3. Serás más constante

A menos que vivas en una zona donde la mayor parte del año brilla el sol, los días de lluvia pueden hacer mella en tu tiempo para disfrutar de la bici. Recupera esos días acostumbrándote a pedalear aunque la meteorología no sea la más propicia para ello.
4. Te admirarás y te admirarán

Te sentirás muy satisfecho al ver que puedes superar cualquier obstáculo. Tus amigos y familiares te elogiarán, felicitarán y se sorprenderán de tu capacidad de superación. Y lo más importante, no hay mayor gusto que sentirse bien con uno mismo superándote día a día.

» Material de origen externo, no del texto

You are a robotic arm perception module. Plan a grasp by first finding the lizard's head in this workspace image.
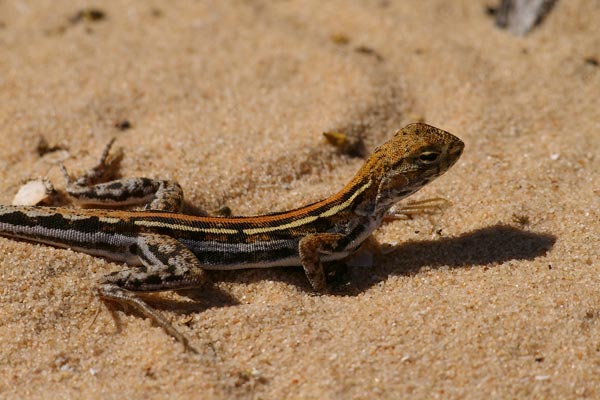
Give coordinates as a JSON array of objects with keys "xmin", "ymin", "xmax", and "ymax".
[{"xmin": 367, "ymin": 123, "xmax": 465, "ymax": 209}]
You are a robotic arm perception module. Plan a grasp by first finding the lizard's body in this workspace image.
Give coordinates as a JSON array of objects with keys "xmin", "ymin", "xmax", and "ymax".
[{"xmin": 0, "ymin": 124, "xmax": 464, "ymax": 350}]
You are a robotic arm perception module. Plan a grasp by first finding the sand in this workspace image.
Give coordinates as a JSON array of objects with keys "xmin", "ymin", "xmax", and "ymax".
[{"xmin": 0, "ymin": 0, "xmax": 600, "ymax": 399}]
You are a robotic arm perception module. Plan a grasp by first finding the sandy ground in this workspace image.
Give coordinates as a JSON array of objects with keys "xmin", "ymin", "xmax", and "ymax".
[{"xmin": 0, "ymin": 0, "xmax": 600, "ymax": 399}]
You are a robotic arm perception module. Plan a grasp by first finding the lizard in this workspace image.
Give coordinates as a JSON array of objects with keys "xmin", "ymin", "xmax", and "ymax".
[{"xmin": 0, "ymin": 123, "xmax": 464, "ymax": 349}]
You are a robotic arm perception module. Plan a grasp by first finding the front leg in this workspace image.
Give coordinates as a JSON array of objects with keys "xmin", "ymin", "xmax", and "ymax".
[
  {"xmin": 98, "ymin": 233, "xmax": 206, "ymax": 351},
  {"xmin": 59, "ymin": 139, "xmax": 183, "ymax": 212},
  {"xmin": 298, "ymin": 233, "xmax": 344, "ymax": 292}
]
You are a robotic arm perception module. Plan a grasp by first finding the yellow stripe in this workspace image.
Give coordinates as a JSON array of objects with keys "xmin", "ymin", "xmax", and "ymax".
[
  {"xmin": 243, "ymin": 180, "xmax": 371, "ymax": 235},
  {"xmin": 98, "ymin": 217, "xmax": 123, "ymax": 224},
  {"xmin": 133, "ymin": 219, "xmax": 238, "ymax": 234},
  {"xmin": 319, "ymin": 179, "xmax": 371, "ymax": 218},
  {"xmin": 243, "ymin": 215, "xmax": 319, "ymax": 235}
]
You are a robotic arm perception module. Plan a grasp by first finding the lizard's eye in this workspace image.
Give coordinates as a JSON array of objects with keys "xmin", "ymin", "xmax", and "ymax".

5. Incrementarás tu confianza

Todas las habilidades conseguidas y la sabiduría ganada te darán mayor seguridad cuando te dispongas a montar en bicicleta. Esta seguridad se traducirá tanto dentro como fuera de la bicicleta, porque seamos sinceros: si puedes circular a través de la lluvia o una tormenta, con tu cuerpo y tu mente intactos, ya estarás listo para cualquier eventualidad sobre la bicicleta.
6. Te sentirás como un niño

Esta es unas de las mayores ventajas que tiene salir en bici con lluvia: es muy divertido ir superando los diferentes obstáculos que la lluvia causa en forma de charcos y barro.
7. Circularás en la bicicleta más tranquilo

La gente tiene tendencia a quedarse en casa cuando el tiempo no acompaña. Eso significa que tendrás la carretera, ruta o camino para ti solo. Te darás cuenta de la belleza del paisaje en días lluviosos y el juego de colores que se forman con el telón gris del cielo al fondo. Te preguntarás porque no habrás probado a salir antes con la bicicleta en un día de lluvia.
8. Apreciarás la comodidad de la bicicleta en días cálidos

Apreciarás la sensación de comodidad que supone ir seco encima de la bici, ya que el frío y la sensación de humedad te harán acordarte de días soleados donde no existía ningún agente externo que actuara sobre ti a la hora de pedalear. Eso si, no habrá mayor placer que llegar a la calidez del hogar, una buena ducha y una rica taza de sopa caliente. Eso, acompañado de ropa cómoda te permitirá sentirte orgulloso de haberte enfrentado a los elementos.